Wandel fordert Umdenken – eigentlich ein alter Hut

„Große Unternehmen haben ständig mit dem Problem der Bürokratisierung zu kämpfen. Je umfangreicher der Apparat und je komplizierter die organisatorische Struktur, desto größer ist die Gefahr, dass Eigeninitiative, Leistungswille und Verantwortungssinn der Mitarbeiter verkümmern. Es fehlt an der Durchschaubarkeit von Strukturen, einer Grundforderung moderner Arbeitseinstellung. Aber nicht nur die Unternehmen haben Probleme mit der Flexibilität. Probleme haben auch manche Mitarbeiter. Es müssen deshalb alle Anstrengungen darauf gerichtet werden, Führungskräfte und Mitarbeiter zu neuer Flexibilität zu führen.
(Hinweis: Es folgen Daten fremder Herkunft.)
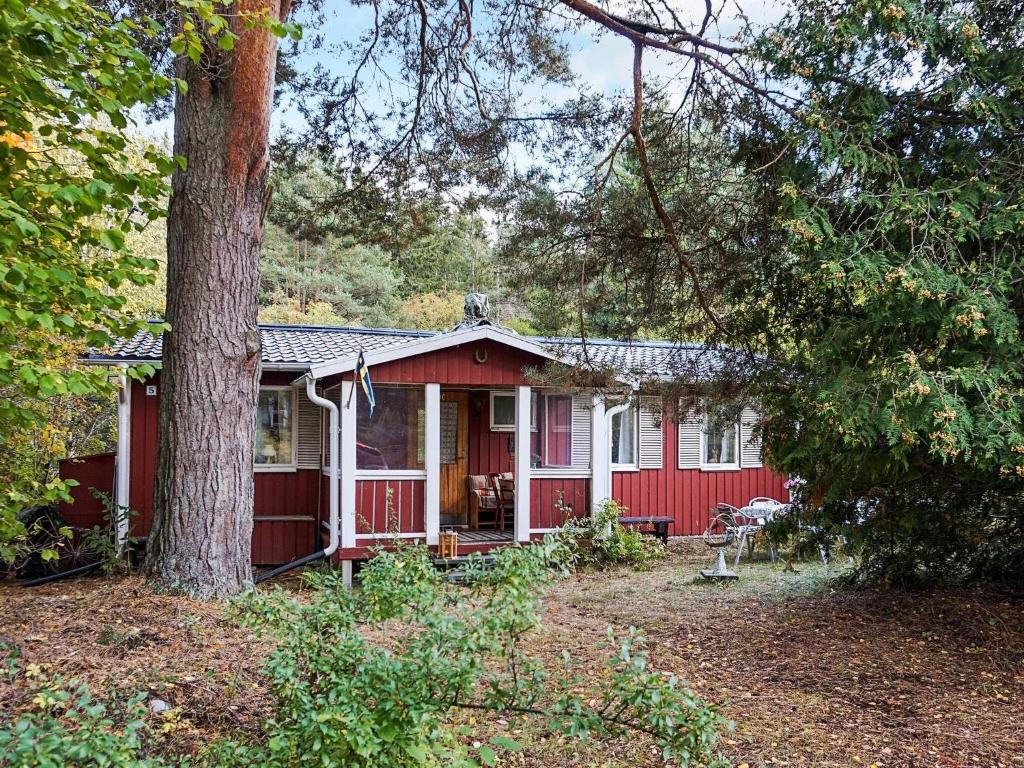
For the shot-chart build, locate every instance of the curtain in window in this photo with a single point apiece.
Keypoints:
(393, 436)
(274, 428)
(558, 430)
(624, 436)
(721, 441)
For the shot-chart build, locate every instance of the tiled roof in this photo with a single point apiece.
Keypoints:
(301, 346)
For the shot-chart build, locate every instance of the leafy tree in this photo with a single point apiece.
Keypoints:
(853, 238)
(71, 193)
(224, 59)
(357, 283)
(898, 300)
(431, 311)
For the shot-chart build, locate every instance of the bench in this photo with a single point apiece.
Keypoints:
(658, 524)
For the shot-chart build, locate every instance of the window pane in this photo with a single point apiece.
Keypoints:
(558, 430)
(273, 427)
(504, 411)
(393, 437)
(624, 436)
(721, 442)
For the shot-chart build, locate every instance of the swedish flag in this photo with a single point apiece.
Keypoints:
(363, 373)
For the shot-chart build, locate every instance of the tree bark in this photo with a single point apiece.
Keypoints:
(200, 543)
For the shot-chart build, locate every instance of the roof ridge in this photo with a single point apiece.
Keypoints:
(660, 343)
(346, 329)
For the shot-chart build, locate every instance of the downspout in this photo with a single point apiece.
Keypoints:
(607, 430)
(122, 465)
(335, 479)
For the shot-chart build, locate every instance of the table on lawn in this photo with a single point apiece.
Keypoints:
(659, 524)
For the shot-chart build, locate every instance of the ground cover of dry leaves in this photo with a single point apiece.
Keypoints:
(811, 676)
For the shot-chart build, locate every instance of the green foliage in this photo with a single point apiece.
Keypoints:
(600, 541)
(333, 282)
(376, 676)
(71, 727)
(102, 540)
(380, 675)
(70, 194)
(897, 300)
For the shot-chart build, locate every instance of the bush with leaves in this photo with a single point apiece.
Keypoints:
(377, 676)
(71, 189)
(68, 726)
(601, 541)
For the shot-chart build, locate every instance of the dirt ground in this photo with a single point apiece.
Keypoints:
(809, 675)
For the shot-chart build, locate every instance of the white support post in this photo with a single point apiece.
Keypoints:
(522, 438)
(432, 459)
(347, 501)
(123, 465)
(600, 456)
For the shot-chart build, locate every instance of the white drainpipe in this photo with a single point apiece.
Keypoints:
(607, 430)
(335, 432)
(123, 461)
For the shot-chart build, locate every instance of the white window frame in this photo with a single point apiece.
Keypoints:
(535, 397)
(635, 465)
(294, 465)
(547, 431)
(396, 474)
(720, 467)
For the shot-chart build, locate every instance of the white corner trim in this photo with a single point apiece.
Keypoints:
(122, 472)
(523, 410)
(432, 460)
(346, 503)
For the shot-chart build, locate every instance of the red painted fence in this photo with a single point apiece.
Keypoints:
(401, 513)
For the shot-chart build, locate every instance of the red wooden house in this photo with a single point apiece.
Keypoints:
(450, 407)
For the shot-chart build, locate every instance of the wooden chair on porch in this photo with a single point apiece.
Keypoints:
(492, 501)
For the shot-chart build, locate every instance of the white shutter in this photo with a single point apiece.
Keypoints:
(690, 425)
(309, 433)
(651, 439)
(750, 446)
(582, 404)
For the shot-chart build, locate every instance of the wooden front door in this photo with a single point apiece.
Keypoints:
(455, 457)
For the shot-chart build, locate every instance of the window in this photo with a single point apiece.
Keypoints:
(393, 437)
(275, 428)
(624, 438)
(557, 430)
(720, 446)
(503, 412)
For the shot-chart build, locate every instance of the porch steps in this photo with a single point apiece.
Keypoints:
(453, 566)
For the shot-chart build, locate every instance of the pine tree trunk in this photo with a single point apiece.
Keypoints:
(200, 542)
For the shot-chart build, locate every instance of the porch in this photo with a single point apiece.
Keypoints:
(434, 457)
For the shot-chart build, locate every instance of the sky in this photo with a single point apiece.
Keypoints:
(601, 60)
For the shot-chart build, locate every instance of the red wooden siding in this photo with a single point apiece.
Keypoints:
(403, 515)
(91, 472)
(142, 468)
(687, 495)
(458, 367)
(488, 452)
(544, 496)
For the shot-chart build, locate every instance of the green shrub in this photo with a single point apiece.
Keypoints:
(72, 728)
(601, 541)
(377, 676)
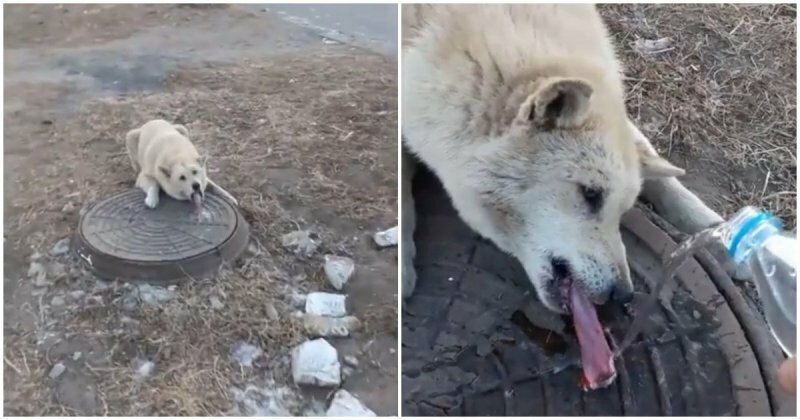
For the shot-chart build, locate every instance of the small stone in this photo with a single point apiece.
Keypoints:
(77, 294)
(58, 271)
(57, 370)
(323, 326)
(142, 368)
(60, 248)
(338, 270)
(154, 295)
(298, 299)
(350, 360)
(345, 404)
(68, 208)
(326, 304)
(316, 362)
(272, 313)
(216, 303)
(245, 354)
(302, 242)
(386, 238)
(37, 272)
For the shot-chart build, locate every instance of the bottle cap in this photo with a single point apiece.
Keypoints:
(748, 229)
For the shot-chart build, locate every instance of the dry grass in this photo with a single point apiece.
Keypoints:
(331, 116)
(721, 100)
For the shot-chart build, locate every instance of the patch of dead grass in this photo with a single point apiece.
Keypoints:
(721, 100)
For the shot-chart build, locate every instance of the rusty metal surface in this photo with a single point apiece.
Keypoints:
(120, 238)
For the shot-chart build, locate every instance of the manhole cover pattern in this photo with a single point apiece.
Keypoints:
(464, 354)
(123, 227)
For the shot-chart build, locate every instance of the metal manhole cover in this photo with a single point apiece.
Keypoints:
(471, 349)
(120, 238)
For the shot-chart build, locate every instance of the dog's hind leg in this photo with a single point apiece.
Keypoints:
(151, 189)
(221, 191)
(132, 145)
(408, 248)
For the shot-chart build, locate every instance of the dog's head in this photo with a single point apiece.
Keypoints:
(183, 176)
(555, 185)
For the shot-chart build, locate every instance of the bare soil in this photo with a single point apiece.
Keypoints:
(303, 133)
(719, 99)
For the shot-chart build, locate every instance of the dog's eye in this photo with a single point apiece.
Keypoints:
(593, 197)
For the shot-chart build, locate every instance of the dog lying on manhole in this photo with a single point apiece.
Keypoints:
(166, 160)
(520, 112)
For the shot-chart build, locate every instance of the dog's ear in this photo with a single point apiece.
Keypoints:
(652, 165)
(166, 171)
(181, 129)
(556, 103)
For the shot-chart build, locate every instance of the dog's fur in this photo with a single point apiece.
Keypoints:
(519, 110)
(167, 160)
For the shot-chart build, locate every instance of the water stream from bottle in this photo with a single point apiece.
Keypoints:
(672, 263)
Dies ist in unserer Situation sich ändernder wirtschaftlicher Strukturen und konjunktureller Probleme unerlässlich.“[i]Diese Feststellung traf Ernst Zander, ehemaliger Professor für Personalwirtschaft und Organisation in Berlin sowie für industrielle Führungslehre in Hamburg, bereits 1984 in dem Text „Führen ohne Dogma“, den er für die ZEIT zum Thema Management schrieb. Seine Forderung könnte genauso gut auch aus der heutigen Zeit stammen und hat an Aktualität nichts verloren.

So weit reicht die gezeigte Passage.